準備号で予告したように第1号は次の月の15日に出ていた。
【『地下茎 第1号』1981.08.15】
内容は、その年の科教協富士山大会の報告がしめていた。
●1981年(昭和56)第28回大会 山梨・河口湖
~自然から学び、楽しくわかる授業を~

[例会報告]その大会の参加報告会になっていた。
「お楽しみ広場」「分科会」「ナイター(講座)」等の報告記事が占めていた。
▼そのなかで、私は二晩続けての参加したナイター(講座)の報告をしている。
◆『化学教育入門~化学教育の弁証法~』(講師:高橋金三郎)
自分で書いたはずなのに、今読みかえしてみても新鮮だ。
これはどういうこと!?
私はまったく30年間進歩がないのか。
いずれにしても化学教育ではここで聞いたことずっと引きずってきたことはまちがいない。
二晩続けて高橋金三郎の話を聞いた。
◆『「科学的な考え方のできる子供」について』(講師:高橋金三郎)
この方の話も、この後の私の理科教育に影響を及ぼしたものだった。
このときの講座の内容はまとめて後に
『科学の方法~科学的に行動する子どもをそだてるために』(高橋金三郎 編著 新生出版 1987.6.5)
出版された。
 その本のなかにある「科学の方法」についての次の文章は「常民の科学」を示唆してくれるものだった。
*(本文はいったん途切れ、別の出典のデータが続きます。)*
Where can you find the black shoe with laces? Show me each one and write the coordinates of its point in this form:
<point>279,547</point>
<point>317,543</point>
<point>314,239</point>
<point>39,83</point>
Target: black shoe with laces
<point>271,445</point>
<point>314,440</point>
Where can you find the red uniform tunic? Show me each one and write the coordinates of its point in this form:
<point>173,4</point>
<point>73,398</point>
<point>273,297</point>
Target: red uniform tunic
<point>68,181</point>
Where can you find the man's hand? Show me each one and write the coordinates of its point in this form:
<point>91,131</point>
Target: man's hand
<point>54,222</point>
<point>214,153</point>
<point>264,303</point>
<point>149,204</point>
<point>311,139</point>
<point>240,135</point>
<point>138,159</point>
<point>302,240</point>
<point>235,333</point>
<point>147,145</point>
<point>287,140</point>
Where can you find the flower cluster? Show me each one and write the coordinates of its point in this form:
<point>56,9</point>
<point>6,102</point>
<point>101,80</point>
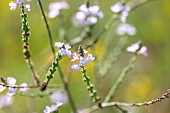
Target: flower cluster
<point>7,99</point>
<point>82,59</point>
<point>138,48</point>
<point>121,8</point>
<point>64,49</point>
<point>87,15</point>
<point>52,108</point>
<point>13,5</point>
<point>55,7</point>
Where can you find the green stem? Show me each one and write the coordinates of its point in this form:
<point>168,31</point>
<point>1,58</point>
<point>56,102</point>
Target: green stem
<point>72,104</point>
<point>48,28</point>
<point>120,78</point>
<point>90,86</point>
<point>25,39</point>
<point>51,71</point>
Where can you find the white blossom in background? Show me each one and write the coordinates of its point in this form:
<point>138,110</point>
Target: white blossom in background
<point>64,49</point>
<point>13,5</point>
<point>25,89</point>
<point>87,15</point>
<point>59,96</point>
<point>122,9</point>
<point>55,7</point>
<point>83,60</point>
<point>125,28</point>
<point>53,107</point>
<point>136,47</point>
<point>5,100</point>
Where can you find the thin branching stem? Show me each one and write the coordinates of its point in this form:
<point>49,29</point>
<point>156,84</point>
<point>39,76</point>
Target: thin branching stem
<point>65,83</point>
<point>48,28</point>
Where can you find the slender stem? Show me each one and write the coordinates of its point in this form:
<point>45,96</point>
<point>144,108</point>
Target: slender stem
<point>65,83</point>
<point>48,28</point>
<point>25,39</point>
<point>120,78</point>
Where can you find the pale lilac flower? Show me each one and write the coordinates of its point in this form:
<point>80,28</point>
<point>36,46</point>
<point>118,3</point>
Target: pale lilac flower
<point>13,6</point>
<point>138,48</point>
<point>87,15</point>
<point>59,96</point>
<point>27,7</point>
<point>125,28</point>
<point>5,100</point>
<point>59,44</point>
<point>52,108</point>
<point>2,88</point>
<point>75,67</point>
<point>63,49</point>
<point>122,9</point>
<point>82,60</point>
<point>117,7</point>
<point>10,80</point>
<point>55,7</point>
<point>25,89</point>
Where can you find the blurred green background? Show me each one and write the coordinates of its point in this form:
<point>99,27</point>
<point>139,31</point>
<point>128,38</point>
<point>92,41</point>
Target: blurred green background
<point>148,80</point>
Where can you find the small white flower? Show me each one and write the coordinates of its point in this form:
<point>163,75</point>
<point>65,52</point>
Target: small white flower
<point>27,7</point>
<point>137,48</point>
<point>13,6</point>
<point>55,7</point>
<point>59,44</point>
<point>117,7</point>
<point>10,80</point>
<point>125,28</point>
<point>59,96</point>
<point>53,107</point>
<point>25,89</point>
<point>2,88</point>
<point>75,67</point>
<point>89,58</point>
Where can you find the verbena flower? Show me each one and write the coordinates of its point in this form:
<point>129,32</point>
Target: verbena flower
<point>25,89</point>
<point>5,100</point>
<point>64,49</point>
<point>59,96</point>
<point>13,5</point>
<point>55,7</point>
<point>125,28</point>
<point>138,48</point>
<point>122,9</point>
<point>83,60</point>
<point>87,15</point>
<point>52,108</point>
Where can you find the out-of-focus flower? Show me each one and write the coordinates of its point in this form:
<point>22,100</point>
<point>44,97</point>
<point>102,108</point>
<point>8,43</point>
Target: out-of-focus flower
<point>138,48</point>
<point>82,59</point>
<point>5,100</point>
<point>87,15</point>
<point>59,96</point>
<point>10,80</point>
<point>55,7</point>
<point>52,108</point>
<point>122,9</point>
<point>13,5</point>
<point>25,89</point>
<point>2,88</point>
<point>63,49</point>
<point>117,7</point>
<point>125,28</point>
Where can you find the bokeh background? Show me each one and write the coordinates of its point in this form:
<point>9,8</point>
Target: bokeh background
<point>148,80</point>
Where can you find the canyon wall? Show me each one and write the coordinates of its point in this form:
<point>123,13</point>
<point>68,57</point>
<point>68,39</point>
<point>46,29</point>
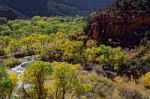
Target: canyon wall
<point>123,25</point>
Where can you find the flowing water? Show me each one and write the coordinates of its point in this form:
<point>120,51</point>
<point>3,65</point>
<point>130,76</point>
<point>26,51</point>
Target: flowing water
<point>19,69</point>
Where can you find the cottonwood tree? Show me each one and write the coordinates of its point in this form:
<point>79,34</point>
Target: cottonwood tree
<point>35,75</point>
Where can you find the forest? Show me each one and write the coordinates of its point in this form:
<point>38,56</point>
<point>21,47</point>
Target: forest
<point>54,58</point>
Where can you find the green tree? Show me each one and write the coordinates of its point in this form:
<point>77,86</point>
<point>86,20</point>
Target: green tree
<point>35,75</point>
<point>67,80</point>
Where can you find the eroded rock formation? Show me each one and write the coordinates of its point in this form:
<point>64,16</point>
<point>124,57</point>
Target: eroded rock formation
<point>123,25</point>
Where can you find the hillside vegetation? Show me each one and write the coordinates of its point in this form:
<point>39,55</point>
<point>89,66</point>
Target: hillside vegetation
<point>56,58</point>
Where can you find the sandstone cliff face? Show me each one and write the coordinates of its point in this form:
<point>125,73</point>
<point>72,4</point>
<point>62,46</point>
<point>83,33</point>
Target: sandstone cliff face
<point>119,25</point>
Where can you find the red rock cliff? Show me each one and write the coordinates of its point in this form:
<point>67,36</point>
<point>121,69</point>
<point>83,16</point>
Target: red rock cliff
<point>119,25</point>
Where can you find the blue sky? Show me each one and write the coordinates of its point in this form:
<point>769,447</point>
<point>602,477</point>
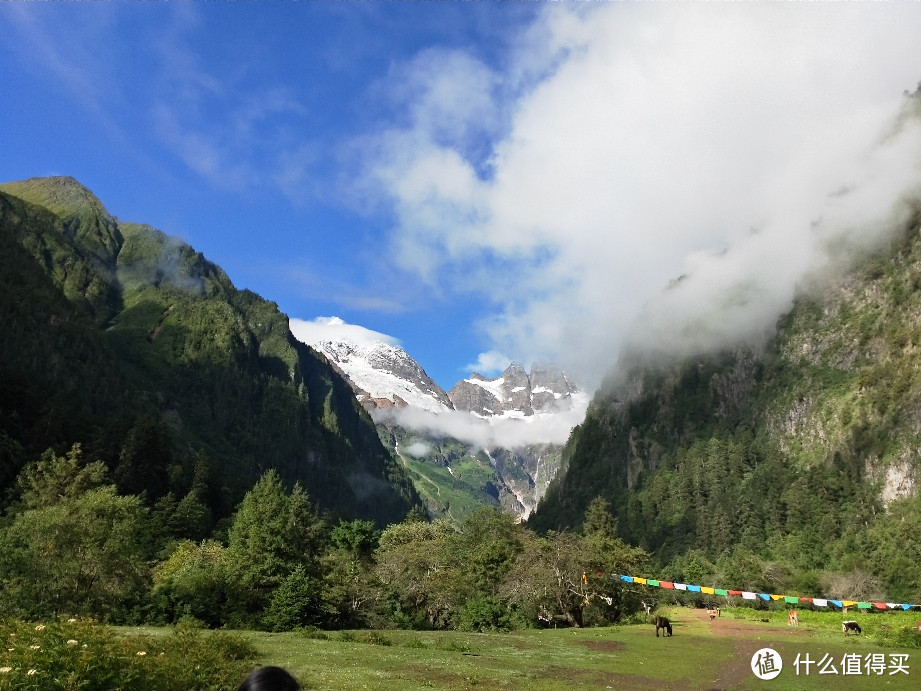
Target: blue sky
<point>483,181</point>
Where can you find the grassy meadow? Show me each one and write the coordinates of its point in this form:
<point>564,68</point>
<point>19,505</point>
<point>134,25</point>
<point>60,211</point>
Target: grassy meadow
<point>700,655</point>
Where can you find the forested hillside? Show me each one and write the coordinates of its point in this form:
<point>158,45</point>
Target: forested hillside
<point>131,343</point>
<point>790,465</point>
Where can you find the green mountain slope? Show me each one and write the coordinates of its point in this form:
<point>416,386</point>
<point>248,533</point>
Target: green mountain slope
<point>135,345</point>
<point>801,458</point>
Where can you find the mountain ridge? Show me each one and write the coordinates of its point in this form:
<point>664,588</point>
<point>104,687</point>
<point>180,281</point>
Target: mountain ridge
<point>112,328</point>
<point>457,444</point>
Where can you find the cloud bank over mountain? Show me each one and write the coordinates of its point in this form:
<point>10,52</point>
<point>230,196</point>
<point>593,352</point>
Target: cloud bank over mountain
<point>622,147</point>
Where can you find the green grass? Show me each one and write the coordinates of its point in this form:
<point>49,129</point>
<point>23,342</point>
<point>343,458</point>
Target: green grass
<point>620,657</point>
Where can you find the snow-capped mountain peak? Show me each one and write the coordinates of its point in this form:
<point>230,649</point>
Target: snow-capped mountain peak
<point>383,375</point>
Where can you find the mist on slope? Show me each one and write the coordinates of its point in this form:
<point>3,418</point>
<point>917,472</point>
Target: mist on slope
<point>548,426</point>
<point>486,433</point>
<point>658,176</point>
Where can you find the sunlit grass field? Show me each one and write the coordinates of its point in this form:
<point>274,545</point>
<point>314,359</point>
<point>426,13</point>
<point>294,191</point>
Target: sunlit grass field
<point>700,655</point>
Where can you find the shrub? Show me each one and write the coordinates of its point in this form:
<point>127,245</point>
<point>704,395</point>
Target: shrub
<point>69,654</point>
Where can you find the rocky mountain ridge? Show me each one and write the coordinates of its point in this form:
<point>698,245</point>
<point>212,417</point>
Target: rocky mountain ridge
<point>456,445</point>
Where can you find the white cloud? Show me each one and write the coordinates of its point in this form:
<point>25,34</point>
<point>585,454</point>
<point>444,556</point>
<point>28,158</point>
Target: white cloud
<point>633,144</point>
<point>334,329</point>
<point>489,433</point>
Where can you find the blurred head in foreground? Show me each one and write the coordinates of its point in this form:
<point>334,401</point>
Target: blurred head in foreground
<point>269,679</point>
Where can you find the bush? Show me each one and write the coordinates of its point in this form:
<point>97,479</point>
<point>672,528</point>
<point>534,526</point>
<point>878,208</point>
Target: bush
<point>69,654</point>
<point>484,614</point>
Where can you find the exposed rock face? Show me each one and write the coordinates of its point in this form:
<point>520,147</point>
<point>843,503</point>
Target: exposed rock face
<point>384,376</point>
<point>387,380</point>
<point>515,393</point>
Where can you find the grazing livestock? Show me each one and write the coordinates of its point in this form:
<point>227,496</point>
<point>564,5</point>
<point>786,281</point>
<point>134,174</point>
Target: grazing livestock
<point>664,624</point>
<point>647,608</point>
<point>848,626</point>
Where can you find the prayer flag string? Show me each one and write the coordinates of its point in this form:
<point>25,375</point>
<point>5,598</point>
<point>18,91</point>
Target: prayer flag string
<point>766,597</point>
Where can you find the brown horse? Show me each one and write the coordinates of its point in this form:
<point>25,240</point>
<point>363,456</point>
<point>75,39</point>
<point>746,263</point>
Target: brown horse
<point>664,624</point>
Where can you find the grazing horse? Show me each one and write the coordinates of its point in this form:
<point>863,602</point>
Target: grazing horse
<point>647,608</point>
<point>664,624</point>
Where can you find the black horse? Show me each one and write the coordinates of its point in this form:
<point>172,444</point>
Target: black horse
<point>848,626</point>
<point>664,624</point>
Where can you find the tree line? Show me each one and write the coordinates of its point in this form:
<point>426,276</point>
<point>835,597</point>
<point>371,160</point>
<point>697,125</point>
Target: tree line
<point>72,543</point>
 科学者の方法は,前にも書いたように,多くの時間,労力,費用,技能を必要とするものだ。同時にそれは人間の歴史の長い積みかさねの産物だ。
 科学は技術から生まれた「なんとかしてもっとよく,もっとたくさん,もっとらくに」の願望の歴史の中から技術が生まれ,科学へ発展したのだ。
 科学者の直接の祖先は,農民であり職人なのだ。技術の方法と科学の方法に本質的な区別はない。農民や職人の生産の方法には,科学の方法が含まれている。そうでなかったら,一般市民のための理科教育に,科学の方法なんて無用になるだろう。子どもがすべて科学者になるわけではないのだ。(前著P14より)

▼「ほん」のコーナーでは
◆「理科教室」8月臨時増刊号『楽しくわかる実験・観察』(新生出版)
を紹介している
最後の「事務局より」では、準備号にはやくも「応答アリ」を伝えて、元気をもらっている。
ヒューマンネットワークのなかでの「学び」ははじまっていた。